Top Related Projects
A flexible, high-performance serving system for machine learning models
The easiest way to serve AI apps and models - Build reliable Inference APIs, LLM apps, Multi-model chains, RAG service, and much more!
Production infrastructure for machine learning at scale
ONNX Runtime: cross-platform, high performance ML inferencing and training accelerator
The Triton Inference Server provides an optimized cloud and edge inferencing solution.
Open source platform for the machine learning lifecycle
Quick Overview
TorchServe is an open-source model serving framework for PyTorch. It provides a flexible and easy-to-use solution for deploying and serving PyTorch models in production environments. TorchServe offers features like model versioning, metrics, and multi-model serving, making it suitable for various deployment scenarios.
Pros
- Easy to use and deploy, with minimal configuration required
- Supports both REST and gRPC APIs for model inference
- Provides built-in model management and versioning capabilities
- Offers customizable handlers for pre- and post-processing of inputs and outputs
Cons
- Limited to PyTorch models, not suitable for other deep learning frameworks
- May have performance overhead compared to more specialized serving solutions
- Documentation can be sparse or outdated in some areas
- Relatively new project, which may lead to potential stability issues or frequent changes
Code Examples
- Creating a custom handler:
from ts.torch_handler.base_handler import BaseHandler
class MyCustomHandler(BaseHandler):
def preprocess(self, data):
# Custom preprocessing logic
return processed_data
def inference(self, data):
# Custom inference logic
return predictions
def postprocess(self, data):
# Custom postprocessing logic
return final_output
- Registering a model:
import torch
from torchserve.model_archiver.model_packaging import package_model
model = torch.load('my_model.pth')
package_model(model_name='my_model',
version='1.0',
model_file='my_model.py',
serialized_file='my_model.pth',
handler='my_custom_handler.py')
- Starting TorchServe:
torchserve --start --ncs --model-store model_store --models my_model.mar
Getting Started
- Install TorchServe:
pip install torchserve torch-model-archiver torch-workflow-archiver
- Create a model archive:
torch-model-archiver --model-name my_model --version 1.0 --model-file path/to/model.py --serialized-file path/to/model.pth --handler image_classifier
- Start TorchServe:
mkdir model_store
mv my_model.mar model_store/
torchserve --start --ncs --model-store model_store --models my_model.mar
- Make an inference request:
curl http://localhost:8080/predictions/my_model -T examples/image_classifier/kitten.jpg
Competitor Comparisons
A flexible, high-performance serving system for machine learning models
Pros of TensorFlow Serving
- More mature and battle-tested in production environments
- Supports model versioning and A/B testing out of the box
- Offers high-performance serving with optimized C++ runtime
Cons of TensorFlow Serving
- Limited to TensorFlow models only
- Steeper learning curve and more complex setup
- Less flexibility for custom preprocessing and postprocessing
Code Comparison
TensorFlow Serving (using gRPC):
import tensorflow as tf
from tensorflow_serving.apis import predict_pb2
from tensorflow_serving.apis import prediction_service_pb2_grpc
stub = prediction_service_pb2_grpc.PredictionServiceStub(channel)

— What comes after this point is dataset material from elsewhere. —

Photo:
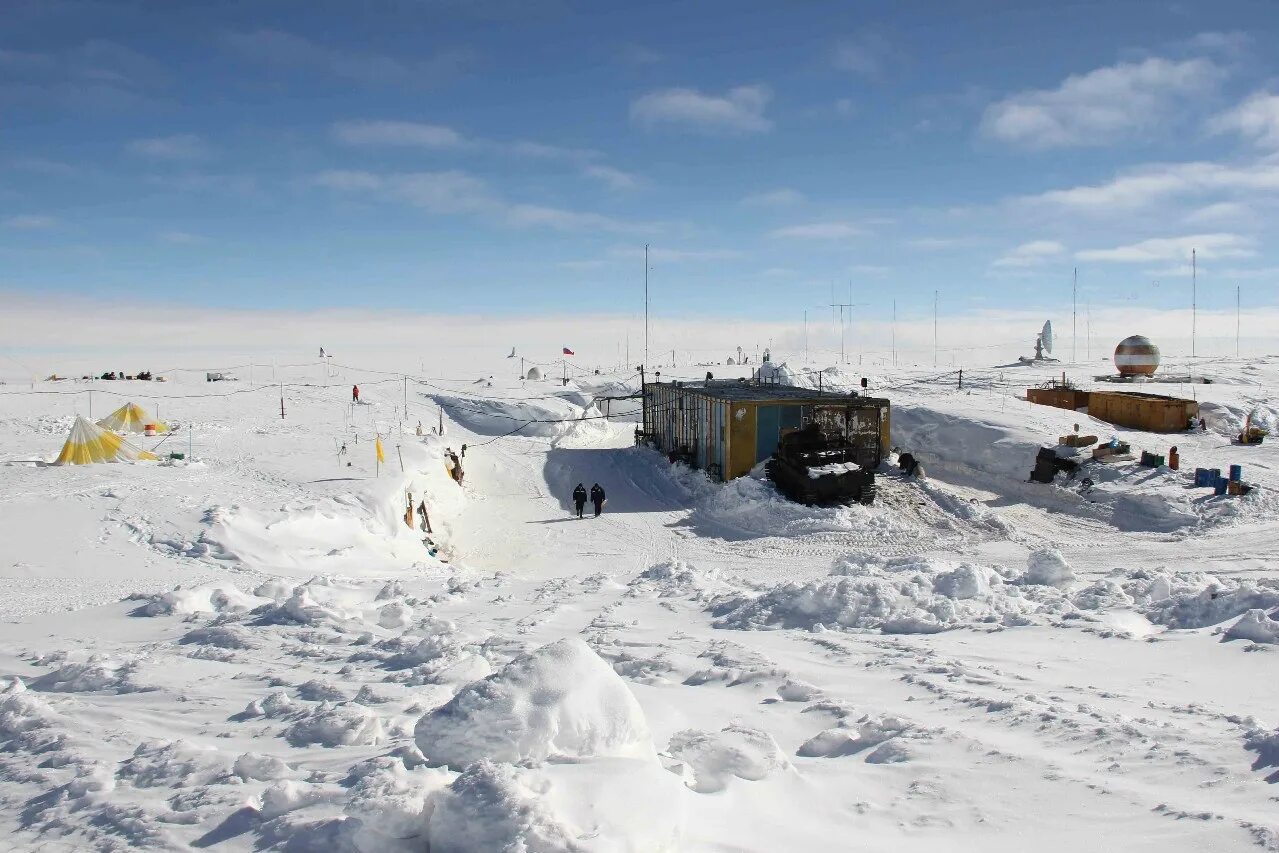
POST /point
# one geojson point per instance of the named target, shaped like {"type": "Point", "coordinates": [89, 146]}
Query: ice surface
{"type": "Point", "coordinates": [256, 652]}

request = predict_pb2.PredictRequest()
request.model_spec.name = 'model'
request.inputs['input'].CopyFrom(tf.make_tensor_proto(data))

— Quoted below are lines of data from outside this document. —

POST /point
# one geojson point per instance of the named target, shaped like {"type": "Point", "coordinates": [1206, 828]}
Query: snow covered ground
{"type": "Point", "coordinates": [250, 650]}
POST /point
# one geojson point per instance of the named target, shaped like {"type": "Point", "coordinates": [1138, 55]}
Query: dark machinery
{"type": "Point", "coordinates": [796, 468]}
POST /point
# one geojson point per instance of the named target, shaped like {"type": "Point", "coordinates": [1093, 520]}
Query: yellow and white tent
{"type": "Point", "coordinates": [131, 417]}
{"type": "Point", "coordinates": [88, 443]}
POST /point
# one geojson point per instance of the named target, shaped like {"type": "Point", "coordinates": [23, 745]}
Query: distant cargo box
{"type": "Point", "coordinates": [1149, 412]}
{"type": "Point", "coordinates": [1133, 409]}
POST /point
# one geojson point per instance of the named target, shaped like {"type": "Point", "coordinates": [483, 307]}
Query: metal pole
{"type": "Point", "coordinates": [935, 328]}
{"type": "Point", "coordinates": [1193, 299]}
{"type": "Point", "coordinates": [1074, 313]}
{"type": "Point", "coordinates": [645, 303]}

result = stub.Predict(request, 10.0)
PyTorch Serve:
import requests
import json
data = {'input': input_data.tolist()}
response = requests.post("http://localhost:8080/predictions/model", data=json.dumps(data))
result = response.json()
PyTorch Serve offers a simpler API and supports both REST and gRPC, while TensorFlow Serving focuses on high-performance gRPC communication. PyTorch Serve is more flexible and easier to use for custom models, but TensorFlow Serving excels in production environments with its optimized performance and built-in model management features.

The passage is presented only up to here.